In terms of the schizotypy connection, the paper you cite finds many detrimental facets of negative schizotypy, but beneficial aspects of positive schizotypy (some of which I'm not impressed by; they seem to be things like "if they're in a cult, they're happier with the cult" and "sometimes the hallucinations say nice things to them"). But my impression is that in general, negative schizotypy is genetically correlated with schizophrenia, but positive schizotypy mostly isn't. See eg https://www.frontiersin.org/journals/psychiatry/articles/10.3389/fpsyt.2015.00143/full
"While positive schizotypy is the underlying dimension explaining psychotic features, it is not necessarily related to Krankheitswert. Negative schizotypy, however, appears closely related to schizophrenia regarding its heritability"
...and https://www.cambridge.org/core/services/aop-cambridge-core/content/view/47381AEC2205356A81390D3D214CF4B9/S0007125022001799a.pdf/relationship_between_polygenic_risk_scores_and_symptom_dimensions_of_schizophrenia_and_schizotypy_in_multiplex_families_with_schizophrenia.pdf
"These results provide genetic evidence in support of the spectrum model of schizophrenia, and support the view that negative and disorganised symptoms may have greater genetic basis than positive symptoms, making them better indices of familial liability to schizophrenia"...We further note that the association of SCZ PRS with only the negative dimension of schizotypy is in agreement with previous epidemiological findings that show familial predisposition to SCZ in the relatives of probands without a history of a psychotic episode is likely to be better indexed by the negative symptoms."

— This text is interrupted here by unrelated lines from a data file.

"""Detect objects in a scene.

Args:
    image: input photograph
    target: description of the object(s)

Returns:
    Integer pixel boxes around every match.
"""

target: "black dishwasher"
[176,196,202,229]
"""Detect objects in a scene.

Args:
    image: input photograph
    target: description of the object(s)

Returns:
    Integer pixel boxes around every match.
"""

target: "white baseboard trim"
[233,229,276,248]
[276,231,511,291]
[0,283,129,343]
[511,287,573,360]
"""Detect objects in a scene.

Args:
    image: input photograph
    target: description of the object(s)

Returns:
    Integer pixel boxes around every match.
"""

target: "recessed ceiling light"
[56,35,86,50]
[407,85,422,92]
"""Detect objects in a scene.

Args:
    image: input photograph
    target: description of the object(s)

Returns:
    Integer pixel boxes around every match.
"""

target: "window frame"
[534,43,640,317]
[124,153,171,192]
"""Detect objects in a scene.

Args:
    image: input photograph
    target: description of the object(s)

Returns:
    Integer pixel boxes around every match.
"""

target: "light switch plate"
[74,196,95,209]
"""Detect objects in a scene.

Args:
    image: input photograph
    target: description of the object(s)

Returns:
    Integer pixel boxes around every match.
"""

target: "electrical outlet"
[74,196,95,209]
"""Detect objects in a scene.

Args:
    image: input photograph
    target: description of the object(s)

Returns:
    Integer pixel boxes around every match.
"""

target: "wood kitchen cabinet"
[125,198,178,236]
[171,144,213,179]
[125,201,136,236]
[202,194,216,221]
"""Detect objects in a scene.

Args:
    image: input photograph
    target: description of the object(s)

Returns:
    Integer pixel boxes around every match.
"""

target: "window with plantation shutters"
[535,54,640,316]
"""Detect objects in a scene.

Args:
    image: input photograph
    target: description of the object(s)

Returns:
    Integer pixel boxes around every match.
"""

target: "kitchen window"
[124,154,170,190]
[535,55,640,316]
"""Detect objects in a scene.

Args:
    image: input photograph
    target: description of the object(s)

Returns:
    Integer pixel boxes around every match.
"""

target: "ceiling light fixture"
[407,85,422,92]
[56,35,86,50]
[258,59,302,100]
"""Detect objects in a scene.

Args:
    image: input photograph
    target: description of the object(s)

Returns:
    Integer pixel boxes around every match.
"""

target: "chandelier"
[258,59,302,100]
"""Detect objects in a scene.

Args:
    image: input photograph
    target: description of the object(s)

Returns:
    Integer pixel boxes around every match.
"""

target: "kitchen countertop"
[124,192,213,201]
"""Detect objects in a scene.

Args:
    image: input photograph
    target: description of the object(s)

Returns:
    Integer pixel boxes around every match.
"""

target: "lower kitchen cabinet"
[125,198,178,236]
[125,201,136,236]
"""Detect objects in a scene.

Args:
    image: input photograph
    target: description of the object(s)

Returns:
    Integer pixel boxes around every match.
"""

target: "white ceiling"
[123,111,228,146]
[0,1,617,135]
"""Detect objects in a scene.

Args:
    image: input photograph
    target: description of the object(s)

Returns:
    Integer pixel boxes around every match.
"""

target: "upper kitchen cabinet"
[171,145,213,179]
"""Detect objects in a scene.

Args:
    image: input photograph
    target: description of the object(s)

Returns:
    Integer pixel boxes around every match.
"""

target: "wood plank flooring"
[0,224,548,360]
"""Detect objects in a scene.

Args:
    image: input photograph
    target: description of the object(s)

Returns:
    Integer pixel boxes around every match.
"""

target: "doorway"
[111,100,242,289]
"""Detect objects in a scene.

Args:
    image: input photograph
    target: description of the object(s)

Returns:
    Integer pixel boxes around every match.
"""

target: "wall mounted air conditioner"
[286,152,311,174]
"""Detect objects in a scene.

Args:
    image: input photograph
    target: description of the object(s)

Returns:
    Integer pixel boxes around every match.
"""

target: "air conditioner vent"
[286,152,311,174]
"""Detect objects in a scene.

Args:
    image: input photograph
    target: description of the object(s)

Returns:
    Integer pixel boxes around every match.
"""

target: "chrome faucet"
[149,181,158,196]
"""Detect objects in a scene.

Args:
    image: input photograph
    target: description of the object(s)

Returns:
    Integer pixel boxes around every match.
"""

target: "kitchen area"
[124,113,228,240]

A simpler test of your thesis is whether schizophrenia risk is associated with creativity directly. https://www.ncbi.nlm.nih.gov/pmc/articles/PMC4590283/ looks at this and finds yes, but weakly. Given the polygenic scoring ability we actually have, someone in the 99.9th percentile of schizophrenia risk is about 0.2 percentage points more likely to have a creative job than someone at the median. Given hypothetical perfect scoring ability, it's 1.75 pp (these look larger as relative effects, 20% and 175% respectively). I'm not sure how much this actually reflects increased creativity compared to less suitability for other jobs and/or more interest in creative ones. I think profession in this study was something like self-rated; there are lots of schizophrenic-seeming people who think they're musicians, artists, and writers; but fewer who have convinced others.
It's implausible that any substantial portion of the population will be selected for low schizophrenia risk, because even if everyone in the population opts for polygenic selection, most people will be selecting for other things like low diabetes risk or whatever. The people most likely to select for low schizophrenia risk would be people in families with high likelihood of schizophrenia, or people who incidentally notice that one of their eggs has very high schizophrenia risk.
So the way I would think about this is that now when polygenic scores are weak, given the weak schizophrenia->creativity correlation, nothing we do to imputed schizophrenia risk can affect creativity much. Later, when polygenic scores are strong, we'll be able to identify embryos at very high risk to actually get schizophrenia, without lowering overall risk significantly on a population-wide level (and in fact we won't want to, since if the kid probably won't get schizophrenia we'd rather use that selection ability to prevent heart attacks or whatever).